Théâtre / Arrivant en fin de bail le 31 décembre prochain, le Théâtre de l'Iris pourrait être obligé de claquer la porte comme dans une pièce de boulevard. Mais la résistance s'organise pour que ce lieu perdure. Nadja Pobel
On ne va pas se mentir, nous n'avons pas toujours soutenu bec et ongles dans ses colonnes les spectacles présentés à l'Iris. Pourtant, cela ne nous empêche pas de défendre ardemment l'existence de ce lieu culturel pour que toute la diversité trouve sa place dans l'agglomération lyonnaise. Il y a donc lieu de s'alarmer des difficultés que ce théâtre rencontre aujourd'hui après 22 ans d'existence qui n'ont, certes, jamais été un long fleuve tranquille.

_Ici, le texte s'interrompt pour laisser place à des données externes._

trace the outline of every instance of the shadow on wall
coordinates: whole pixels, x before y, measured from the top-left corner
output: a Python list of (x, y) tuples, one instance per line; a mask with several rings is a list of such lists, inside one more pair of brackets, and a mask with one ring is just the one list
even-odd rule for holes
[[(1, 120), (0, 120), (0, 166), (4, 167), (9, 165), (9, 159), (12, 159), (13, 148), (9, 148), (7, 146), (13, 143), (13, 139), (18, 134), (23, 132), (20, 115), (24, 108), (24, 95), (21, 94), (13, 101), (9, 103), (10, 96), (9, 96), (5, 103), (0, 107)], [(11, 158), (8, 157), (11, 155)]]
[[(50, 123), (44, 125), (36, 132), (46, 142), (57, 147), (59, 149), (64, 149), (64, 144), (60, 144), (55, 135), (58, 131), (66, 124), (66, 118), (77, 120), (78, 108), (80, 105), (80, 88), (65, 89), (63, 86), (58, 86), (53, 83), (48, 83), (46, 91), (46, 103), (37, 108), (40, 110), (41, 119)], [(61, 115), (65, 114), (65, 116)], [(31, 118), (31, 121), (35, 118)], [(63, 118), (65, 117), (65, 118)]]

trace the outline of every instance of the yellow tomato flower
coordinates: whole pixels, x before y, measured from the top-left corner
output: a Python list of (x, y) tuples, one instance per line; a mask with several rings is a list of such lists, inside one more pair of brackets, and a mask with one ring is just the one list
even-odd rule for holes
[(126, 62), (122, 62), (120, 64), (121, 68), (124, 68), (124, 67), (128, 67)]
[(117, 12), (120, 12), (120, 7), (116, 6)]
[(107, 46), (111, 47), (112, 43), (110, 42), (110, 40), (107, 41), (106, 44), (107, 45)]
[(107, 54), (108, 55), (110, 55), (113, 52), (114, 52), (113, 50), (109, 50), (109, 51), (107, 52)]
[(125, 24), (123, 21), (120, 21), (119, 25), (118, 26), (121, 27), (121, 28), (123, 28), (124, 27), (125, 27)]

Lorsqu'en 1988, Philippe Clément (toujours directeur) installe sa compagnie de l'Iris dans ces murs du quartier Cusset, il fait tout de concert avec sa bande d'une quinzaine de comédiens : travaux de mise en conformité de cet ancien cinéma, administration, technique. Ils montent des classiques (Molière, Ionesco), des contemporains (Audiberti, Duras), des adaptions littéraires (Maupassant, Diderot) et des spectacles plus improvisés qui se créent au plateau (comme récemment Le Loup dans mon œil gauche, sur l'art brut). Plus qu'un lieu de création, Philippe Clément a bâti un endroit où se tisse un véritable lien social, ce qui pour lui est "aussi important que la création". L'équipe de l'Iris travaille en effet avec les habitants du quartier, dispense des cours d'art dramatique et s'est associée avec l'École Nationale de Musique de Villeurbanne (notamment un 3e cycle unique en France alliant le théâtre et la musique). C'est d'ailleurs pour l'ensemble de toutes ces missions que la mairie de Villeurbanne a signé début 2011 un contrat triennal avec eux.
Monsieur chasse
Problème : toute cette aventure est assise sur du sable. Ou plus exactement sur un bail renouvelable tous les six ans. Loué à un prix modique, le bailleur a fait savoir, comme il y a six ans, sa volonté de récupérer son bâtiment pour vraisemblablement y construire des immeubles. Le Théâtre de l'Iris (qui fonctionne à parts égales par l'autofinancement et les subventions) serait donc expulsable au 31 décembre. Mais une ordonnance relative aux spectacles datant du 13 octobre 1945 stipule qu' «aucune salle de spectacle (...) ne peut être démolie sans que le propriétaire ait obtenu l'autorisation du ministre chargé de la culture». Or le bailleur n'a adressé aucun courrier audit ministère. La demande de quitter le local fin 2011 est donc non-avenue pour le moment. L'équipe du théâtre assure qu'elle terminera sa saison mais ne peut pas envisager la suivante. Une pétition a déjà recueilli plus de 4000 signatures. En attendant les suites de ce combat, the show must go on et l'Iris propose d'entendre le déchirant texte de Marguerite Duras, La Douleur, du 8 au 12 novembre.